Here is a completely elementary and self-contained proof (subject to accepting that $\frac{k}{2^k} \to 0$ as $k \to \infty$).
Let $a_n = \frac{1}{n}\sum_{k=1}^n \frac1{k} $. Then $na_n = \sum_{k=1}^n \frac1{k} $.
Therefore $\frac1{n+1} =(n+1)a_{n+1}-na_n =n(a_{n+1}-a_n)+a_{n+1} $ or $a_{n+1}-a_n =\frac1{n}(\frac1{n+1}-a_{n+1}) $.
Since, for $n > 1$, $a_n \ge \frac1{n}(1+\frac12) = \frac{3/2}{n} $, $a_{n+1}-a_n <-\frac{1}{2n(n+1)} $ so $a_n$ is a decreasing sequence.
We also have
$\begin{array}\\ (2n)a_{2n}-na_n &=\sum_{k=1}^{2n} \frac1{k}-\sum_{k=1}^n \frac1{k}\\ &=\sum_{k=n+1}^{2n} \frac1{k}\\ \text{so}\\ (2n)a_{2n}-na_n &< 1\\ \text{and}\\ (2n)a_{2n}-na_n &> \frac12\\ \end{array} $
Therefore $a_{2n} < \frac1{2n}(1+na_n) = \frac1{2n}+\frac12 a_n $ or
$\begin{array}\\ a_n &>2a_{2n}-\frac1{n}\\ &>2(2a_{4n}-\frac1{2n})-\frac1{n}\\ &=4a_{4n}-\frac1{n}-\frac1{n}\\ &=4a_{4n}-\frac{2}{n}\\ &=4(2a_{8n}-\frac1{4n})-\frac{2}{n}\\ &=8a_{8n}-\frac1{n}-\frac{2}{n}\\ &=8a_{8n}-\frac{3}{n}\\ \end{array} $
By induction we can show that $a_n > 2^ka_{2^kn}-\frac{k}{n} $ or $a_{2^kn} <2^{-k}(a_n+\frac{k}{n}) $.

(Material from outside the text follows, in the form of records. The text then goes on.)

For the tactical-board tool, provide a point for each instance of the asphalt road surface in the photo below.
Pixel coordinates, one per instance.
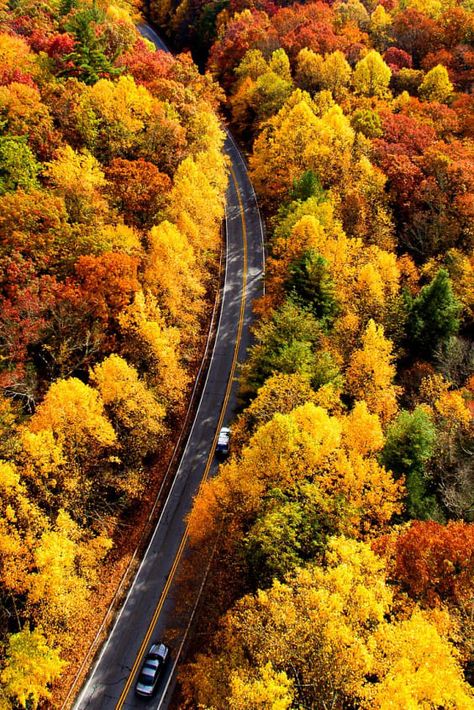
(149, 611)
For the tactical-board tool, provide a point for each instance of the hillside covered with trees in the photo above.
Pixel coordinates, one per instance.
(342, 525)
(112, 184)
(344, 570)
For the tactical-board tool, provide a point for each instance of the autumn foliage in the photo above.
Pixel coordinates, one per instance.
(342, 523)
(111, 196)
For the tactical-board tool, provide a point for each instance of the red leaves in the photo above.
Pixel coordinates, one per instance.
(435, 563)
(107, 283)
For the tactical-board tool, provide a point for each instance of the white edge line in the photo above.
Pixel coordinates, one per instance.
(260, 220)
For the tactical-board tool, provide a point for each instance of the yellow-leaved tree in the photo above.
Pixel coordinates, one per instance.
(196, 200)
(132, 406)
(64, 440)
(31, 665)
(371, 372)
(328, 636)
(78, 178)
(151, 340)
(65, 568)
(172, 275)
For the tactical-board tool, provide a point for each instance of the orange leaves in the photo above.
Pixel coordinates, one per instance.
(371, 372)
(435, 563)
(149, 338)
(107, 282)
(138, 414)
(171, 273)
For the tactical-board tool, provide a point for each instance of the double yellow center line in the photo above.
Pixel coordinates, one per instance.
(157, 612)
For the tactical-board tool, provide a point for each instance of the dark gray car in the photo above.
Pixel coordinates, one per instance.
(152, 669)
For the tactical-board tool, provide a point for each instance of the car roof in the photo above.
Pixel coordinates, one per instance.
(159, 650)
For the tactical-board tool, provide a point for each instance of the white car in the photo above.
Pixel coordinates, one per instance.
(223, 442)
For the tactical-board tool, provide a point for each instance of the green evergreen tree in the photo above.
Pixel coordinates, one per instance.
(286, 343)
(408, 446)
(432, 315)
(18, 165)
(308, 185)
(311, 286)
(88, 55)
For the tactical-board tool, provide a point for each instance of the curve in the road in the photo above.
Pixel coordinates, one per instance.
(149, 606)
(146, 641)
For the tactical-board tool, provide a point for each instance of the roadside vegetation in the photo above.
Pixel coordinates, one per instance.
(112, 184)
(344, 570)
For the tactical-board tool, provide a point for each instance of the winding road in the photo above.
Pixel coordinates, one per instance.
(149, 610)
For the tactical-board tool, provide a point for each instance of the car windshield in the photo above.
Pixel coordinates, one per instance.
(149, 671)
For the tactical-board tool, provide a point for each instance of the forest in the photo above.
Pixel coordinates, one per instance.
(112, 185)
(344, 571)
(342, 524)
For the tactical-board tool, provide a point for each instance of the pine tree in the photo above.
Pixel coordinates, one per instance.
(432, 315)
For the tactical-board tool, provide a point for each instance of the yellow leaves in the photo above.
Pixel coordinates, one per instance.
(144, 325)
(15, 53)
(118, 14)
(135, 408)
(290, 447)
(436, 86)
(362, 432)
(123, 104)
(172, 275)
(266, 690)
(372, 76)
(78, 178)
(196, 201)
(31, 665)
(74, 413)
(416, 668)
(371, 372)
(59, 588)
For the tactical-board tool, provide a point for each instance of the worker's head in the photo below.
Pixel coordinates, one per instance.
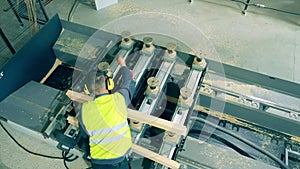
(100, 86)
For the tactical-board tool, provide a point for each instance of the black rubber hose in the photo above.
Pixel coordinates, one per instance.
(38, 154)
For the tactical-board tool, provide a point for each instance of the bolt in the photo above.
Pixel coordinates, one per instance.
(152, 82)
(147, 41)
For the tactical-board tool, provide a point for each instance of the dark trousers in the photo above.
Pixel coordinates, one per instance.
(122, 165)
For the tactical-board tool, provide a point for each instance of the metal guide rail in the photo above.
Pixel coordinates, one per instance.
(187, 99)
(170, 85)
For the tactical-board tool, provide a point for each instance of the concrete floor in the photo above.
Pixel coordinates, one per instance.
(264, 41)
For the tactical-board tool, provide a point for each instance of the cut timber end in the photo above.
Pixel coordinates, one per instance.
(136, 115)
(155, 157)
(157, 122)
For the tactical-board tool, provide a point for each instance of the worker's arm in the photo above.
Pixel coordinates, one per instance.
(127, 87)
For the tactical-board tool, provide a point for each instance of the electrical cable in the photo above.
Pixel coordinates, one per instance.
(72, 10)
(64, 157)
(38, 154)
(283, 165)
(266, 7)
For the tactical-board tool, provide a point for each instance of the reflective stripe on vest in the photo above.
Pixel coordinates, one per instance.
(105, 119)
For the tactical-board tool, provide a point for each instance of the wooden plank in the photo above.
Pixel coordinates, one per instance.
(138, 116)
(55, 65)
(155, 157)
(157, 122)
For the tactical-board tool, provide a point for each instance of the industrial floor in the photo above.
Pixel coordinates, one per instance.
(263, 41)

Since both $\frac{k}{2^k} \to 0 $ and $\frac{a_n}{2^k} \to 0 $ as $k \to \infty$, $a_{2^kn} \to 0 $ as $k \to \infty$.
Since $a_n$ is decreasing and positive, $a_n \to 0$ as $n \to \infty$.